Speaking out a 3-pointer for athletes

The morning after the story broke, my journalism class was given an impromptu assignment: Interview five people in the room about their thoughts on the Gophers men’s basketball academic scandal. I don’t know about the rest of the people in the class, but all five people to whom I talked kicked off the interview with virtually the same statement: “I wasn’t surprised.” One even said, “It’s about time they got ’em! I knew it all along.”
If stereotypes about athletes being dumb lingered in the back of everyone’s mind before, they’re grounded in our frontal lobes now.

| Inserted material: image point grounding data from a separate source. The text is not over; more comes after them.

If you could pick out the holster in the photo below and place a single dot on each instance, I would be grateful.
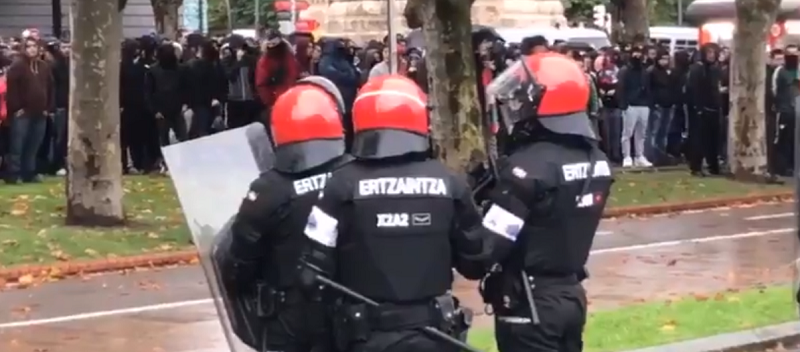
(271, 300)
(354, 323)
(500, 291)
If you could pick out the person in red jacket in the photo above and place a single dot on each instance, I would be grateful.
(277, 70)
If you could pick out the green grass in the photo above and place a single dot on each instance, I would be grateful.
(632, 189)
(32, 224)
(32, 215)
(657, 323)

In a St. Paul Pioneer Press interview, former player David Grim said the scandal has opened the floodgates for so many glib comments about athletes that he can barely stomach it. Literally. Since the story broke, countless “jokesters” have asked him if anyone wrote papers for him when he was at the University. “It really hasn’t gone away,” he said. “I’m so sick of it I’m ready to vomit.”
Luckily for him, he never received the fax that has been sent around, titled “College Entrance Exam for Gopher Athletes.” The spoof fax includes questions like: “Can you explain Einstein’s Theory of Relativity? a) yes or b) no.”
Pioneer Press columnist Glenda Holste expects most players would choose option ‘b.’ She finds it strange that we expect athletes who have been “allowed to skip classes for years” to perform well academically, deeming the scandal as “not surprising.”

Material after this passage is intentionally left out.